【この連載の前回:当事者意識や自覚を促すために必要な思考法とはへのリンク】
◆状況的学習と一般化が技能伝承を複雑化させる
技能伝承を円滑に進めるために、マイスターは技術を伝えること以外に何を意識すれば良いでしょうか?教えるときに次の2点を意識すると良さそうです。そして、これらがマイスターの姿勢として必要ではないかということが見えてきました。それは、「 状況的学習 」と「 一般化 」です。
1.人は今まで上手くいった方法を続けようとする「 状況的学習 」
技能伝承におけるシーンでは、「 状況的学習 」ができていないばかりに「中学三年生現象」が良く見られます。「中学三年生現象」とは、中学三年生の時は後輩もいて尊敬もされていたのに、高校に進学をすることで高校一年生となり、一気に下っ端になってしまう現象のことです。

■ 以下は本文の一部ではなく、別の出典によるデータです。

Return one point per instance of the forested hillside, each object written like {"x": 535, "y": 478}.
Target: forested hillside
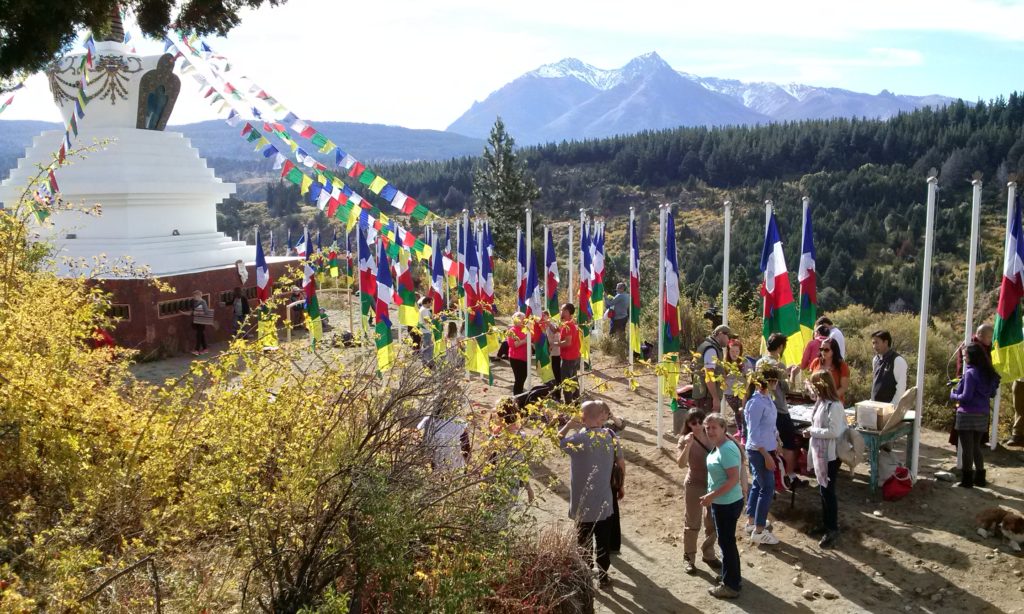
{"x": 866, "y": 181}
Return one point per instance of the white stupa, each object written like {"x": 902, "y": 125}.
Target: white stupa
{"x": 158, "y": 196}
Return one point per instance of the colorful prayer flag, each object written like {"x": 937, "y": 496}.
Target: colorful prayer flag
{"x": 1008, "y": 340}
{"x": 779, "y": 308}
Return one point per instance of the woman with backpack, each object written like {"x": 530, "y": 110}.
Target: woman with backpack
{"x": 827, "y": 425}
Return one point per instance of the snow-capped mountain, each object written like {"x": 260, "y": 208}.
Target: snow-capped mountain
{"x": 571, "y": 99}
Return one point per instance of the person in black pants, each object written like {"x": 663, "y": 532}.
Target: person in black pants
{"x": 827, "y": 424}
{"x": 517, "y": 353}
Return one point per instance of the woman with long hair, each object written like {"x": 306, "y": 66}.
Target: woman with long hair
{"x": 979, "y": 384}
{"x": 725, "y": 497}
{"x": 827, "y": 424}
{"x": 830, "y": 359}
{"x": 693, "y": 447}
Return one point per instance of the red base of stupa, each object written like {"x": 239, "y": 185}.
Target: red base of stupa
{"x": 160, "y": 323}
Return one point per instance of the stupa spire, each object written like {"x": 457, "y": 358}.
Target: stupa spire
{"x": 117, "y": 30}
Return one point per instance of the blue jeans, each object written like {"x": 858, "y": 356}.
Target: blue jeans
{"x": 762, "y": 490}
{"x": 725, "y": 522}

社会人における「中学三年生現象」とは、会社を転職をする、部署が変わる等により、会社や部署の内部で一気に下っ端になってしまうということを指します。そして、新しく入ってきた人に対して教育を行うのですが、製造現場で教育というと熟練のマイスターが若手や新人に教える「技能伝承」がこれに当たります。

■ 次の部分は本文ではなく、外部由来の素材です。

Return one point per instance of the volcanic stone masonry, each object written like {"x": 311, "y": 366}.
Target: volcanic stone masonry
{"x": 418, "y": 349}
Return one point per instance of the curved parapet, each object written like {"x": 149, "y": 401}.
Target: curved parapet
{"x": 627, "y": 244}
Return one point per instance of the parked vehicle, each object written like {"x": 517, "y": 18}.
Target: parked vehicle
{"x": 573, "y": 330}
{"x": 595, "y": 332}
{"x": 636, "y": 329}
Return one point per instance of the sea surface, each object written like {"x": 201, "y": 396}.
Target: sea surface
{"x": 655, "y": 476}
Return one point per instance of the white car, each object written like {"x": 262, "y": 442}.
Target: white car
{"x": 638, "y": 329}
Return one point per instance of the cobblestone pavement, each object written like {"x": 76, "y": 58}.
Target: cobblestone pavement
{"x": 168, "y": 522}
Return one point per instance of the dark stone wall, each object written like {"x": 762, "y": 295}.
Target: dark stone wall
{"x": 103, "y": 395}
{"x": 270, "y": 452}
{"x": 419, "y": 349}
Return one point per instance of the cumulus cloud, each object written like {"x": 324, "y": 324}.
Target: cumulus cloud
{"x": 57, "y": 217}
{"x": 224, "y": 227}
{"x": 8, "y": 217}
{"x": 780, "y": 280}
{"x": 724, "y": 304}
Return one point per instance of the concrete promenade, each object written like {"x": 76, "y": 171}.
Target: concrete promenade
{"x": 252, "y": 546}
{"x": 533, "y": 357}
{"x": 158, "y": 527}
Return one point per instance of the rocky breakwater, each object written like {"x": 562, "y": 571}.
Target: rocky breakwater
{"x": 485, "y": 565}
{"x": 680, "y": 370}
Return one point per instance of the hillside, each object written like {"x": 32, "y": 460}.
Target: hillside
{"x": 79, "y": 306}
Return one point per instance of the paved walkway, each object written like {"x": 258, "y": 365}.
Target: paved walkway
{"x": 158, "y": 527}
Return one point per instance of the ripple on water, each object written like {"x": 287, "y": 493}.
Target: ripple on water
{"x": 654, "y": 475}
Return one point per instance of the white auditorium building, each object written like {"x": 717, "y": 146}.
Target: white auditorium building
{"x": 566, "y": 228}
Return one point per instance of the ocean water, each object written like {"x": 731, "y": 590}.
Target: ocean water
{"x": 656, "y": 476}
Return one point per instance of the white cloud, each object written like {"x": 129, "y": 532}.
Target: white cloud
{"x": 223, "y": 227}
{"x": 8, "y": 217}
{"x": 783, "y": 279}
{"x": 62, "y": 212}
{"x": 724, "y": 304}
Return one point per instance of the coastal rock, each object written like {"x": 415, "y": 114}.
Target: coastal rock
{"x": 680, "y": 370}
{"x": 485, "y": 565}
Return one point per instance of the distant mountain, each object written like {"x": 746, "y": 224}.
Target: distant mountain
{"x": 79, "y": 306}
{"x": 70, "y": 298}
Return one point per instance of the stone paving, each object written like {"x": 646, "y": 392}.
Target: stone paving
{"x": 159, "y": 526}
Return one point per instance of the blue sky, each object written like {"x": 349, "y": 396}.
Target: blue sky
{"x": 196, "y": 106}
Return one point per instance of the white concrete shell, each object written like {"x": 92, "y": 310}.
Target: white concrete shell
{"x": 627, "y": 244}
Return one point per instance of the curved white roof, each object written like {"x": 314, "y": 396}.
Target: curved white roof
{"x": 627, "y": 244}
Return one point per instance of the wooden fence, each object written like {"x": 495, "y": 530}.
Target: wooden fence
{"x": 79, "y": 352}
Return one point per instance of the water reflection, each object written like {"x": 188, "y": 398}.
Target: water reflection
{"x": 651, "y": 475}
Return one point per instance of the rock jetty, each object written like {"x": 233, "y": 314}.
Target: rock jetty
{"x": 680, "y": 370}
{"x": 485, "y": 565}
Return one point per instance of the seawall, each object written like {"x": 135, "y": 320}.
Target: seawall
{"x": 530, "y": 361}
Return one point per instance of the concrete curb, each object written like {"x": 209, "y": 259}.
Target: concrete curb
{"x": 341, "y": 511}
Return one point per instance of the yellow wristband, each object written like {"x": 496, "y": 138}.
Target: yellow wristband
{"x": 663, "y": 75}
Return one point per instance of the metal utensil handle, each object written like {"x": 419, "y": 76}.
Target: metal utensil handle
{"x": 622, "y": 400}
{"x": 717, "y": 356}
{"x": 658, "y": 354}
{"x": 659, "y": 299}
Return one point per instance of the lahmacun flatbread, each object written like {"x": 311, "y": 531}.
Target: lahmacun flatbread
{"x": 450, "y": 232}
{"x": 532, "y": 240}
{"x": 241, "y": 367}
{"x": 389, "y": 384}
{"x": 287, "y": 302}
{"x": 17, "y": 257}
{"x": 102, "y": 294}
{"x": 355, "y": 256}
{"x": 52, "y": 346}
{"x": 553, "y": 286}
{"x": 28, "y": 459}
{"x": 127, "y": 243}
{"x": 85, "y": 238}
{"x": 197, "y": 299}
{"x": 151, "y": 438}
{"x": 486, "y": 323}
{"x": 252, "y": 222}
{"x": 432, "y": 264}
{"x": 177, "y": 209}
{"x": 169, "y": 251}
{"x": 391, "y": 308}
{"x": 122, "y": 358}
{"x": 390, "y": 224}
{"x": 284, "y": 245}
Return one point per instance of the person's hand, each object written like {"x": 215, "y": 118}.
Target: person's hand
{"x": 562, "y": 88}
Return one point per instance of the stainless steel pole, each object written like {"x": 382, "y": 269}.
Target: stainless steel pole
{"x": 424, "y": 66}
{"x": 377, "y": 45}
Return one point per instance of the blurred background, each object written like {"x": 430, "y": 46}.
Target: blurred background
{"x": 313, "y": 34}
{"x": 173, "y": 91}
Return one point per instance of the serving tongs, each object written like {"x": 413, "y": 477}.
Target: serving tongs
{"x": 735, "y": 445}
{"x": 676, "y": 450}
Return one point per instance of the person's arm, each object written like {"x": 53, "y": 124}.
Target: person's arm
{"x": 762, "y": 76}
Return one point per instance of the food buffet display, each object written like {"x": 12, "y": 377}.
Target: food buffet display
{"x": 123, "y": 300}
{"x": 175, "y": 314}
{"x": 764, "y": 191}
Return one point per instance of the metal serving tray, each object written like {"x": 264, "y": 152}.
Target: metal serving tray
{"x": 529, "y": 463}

人は今までの環境と異なる新しい環境に入ると、今までの環境では上手くいっていた成功体験を新しい環境でも適応しようとします。しかしながら、新しい環境において以前の成功体験が同じように上手くいくかはわかりません。新しい環境や状況に合わせて学習していく必要があります。これが「 状況的学習 」です。

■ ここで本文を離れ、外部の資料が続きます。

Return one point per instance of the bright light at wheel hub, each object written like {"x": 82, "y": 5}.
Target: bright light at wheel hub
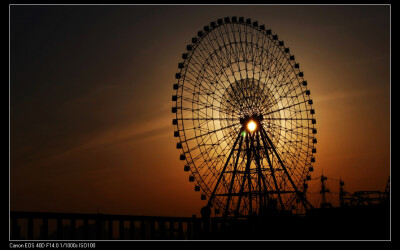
{"x": 251, "y": 126}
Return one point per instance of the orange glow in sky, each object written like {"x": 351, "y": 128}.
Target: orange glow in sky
{"x": 90, "y": 101}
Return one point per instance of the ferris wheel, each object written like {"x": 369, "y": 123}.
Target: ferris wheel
{"x": 244, "y": 119}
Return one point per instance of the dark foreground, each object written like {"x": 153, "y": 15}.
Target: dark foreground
{"x": 362, "y": 223}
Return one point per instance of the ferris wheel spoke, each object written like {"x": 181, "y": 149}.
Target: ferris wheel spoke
{"x": 223, "y": 170}
{"x": 235, "y": 70}
{"x": 301, "y": 197}
{"x": 271, "y": 167}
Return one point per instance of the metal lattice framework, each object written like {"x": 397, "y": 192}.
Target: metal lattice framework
{"x": 235, "y": 72}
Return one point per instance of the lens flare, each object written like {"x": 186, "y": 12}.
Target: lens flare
{"x": 251, "y": 126}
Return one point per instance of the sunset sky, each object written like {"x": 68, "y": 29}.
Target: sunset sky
{"x": 90, "y": 100}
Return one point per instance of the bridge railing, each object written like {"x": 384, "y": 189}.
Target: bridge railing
{"x": 73, "y": 226}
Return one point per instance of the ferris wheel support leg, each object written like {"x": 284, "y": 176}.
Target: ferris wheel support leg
{"x": 302, "y": 199}
{"x": 272, "y": 172}
{"x": 246, "y": 174}
{"x": 249, "y": 149}
{"x": 233, "y": 177}
{"x": 223, "y": 171}
{"x": 260, "y": 174}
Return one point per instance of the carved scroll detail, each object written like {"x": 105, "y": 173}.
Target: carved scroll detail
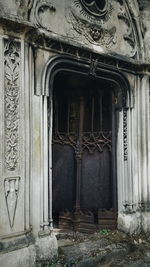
{"x": 11, "y": 188}
{"x": 94, "y": 33}
{"x": 43, "y": 11}
{"x": 129, "y": 36}
{"x": 11, "y": 85}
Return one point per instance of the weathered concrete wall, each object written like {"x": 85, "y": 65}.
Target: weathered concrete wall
{"x": 31, "y": 33}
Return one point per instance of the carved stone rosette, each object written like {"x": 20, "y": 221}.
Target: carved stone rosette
{"x": 11, "y": 102}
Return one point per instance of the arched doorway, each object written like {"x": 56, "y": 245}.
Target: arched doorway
{"x": 75, "y": 82}
{"x": 84, "y": 182}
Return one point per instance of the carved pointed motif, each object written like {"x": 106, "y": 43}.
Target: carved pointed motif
{"x": 12, "y": 87}
{"x": 11, "y": 187}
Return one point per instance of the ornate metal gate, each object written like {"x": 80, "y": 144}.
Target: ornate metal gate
{"x": 83, "y": 196}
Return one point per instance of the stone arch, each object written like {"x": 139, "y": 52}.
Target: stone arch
{"x": 97, "y": 70}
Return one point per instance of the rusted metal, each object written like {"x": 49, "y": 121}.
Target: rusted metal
{"x": 91, "y": 168}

「この世に生き残る生き物は、最も力の強いものでもなく最も頭のいいものでもなく、変化に対応できる生き物だ」 チャールズ・ダーウィン
「進化論」を唱えたダーウィンも変化に対応できる生き物が生き残っていくという言葉を残して今日に伝わっています。まさに技能伝承を受ける人にとっては今までの職場と違うシーンがあったり、新しい道具や知識に触れることもふえるため、その環境に適応するために「状況的学習」を日々行っていかなければなりません。
学生の部活において、下っ端の状況で自分の能力を発揮できなくなると、部活を途端にやめてしまうケースもあるようです。新しい状況に自分が持っている能力をどのように適応すべきか、その人のレジリエンスが試されているのでしょう。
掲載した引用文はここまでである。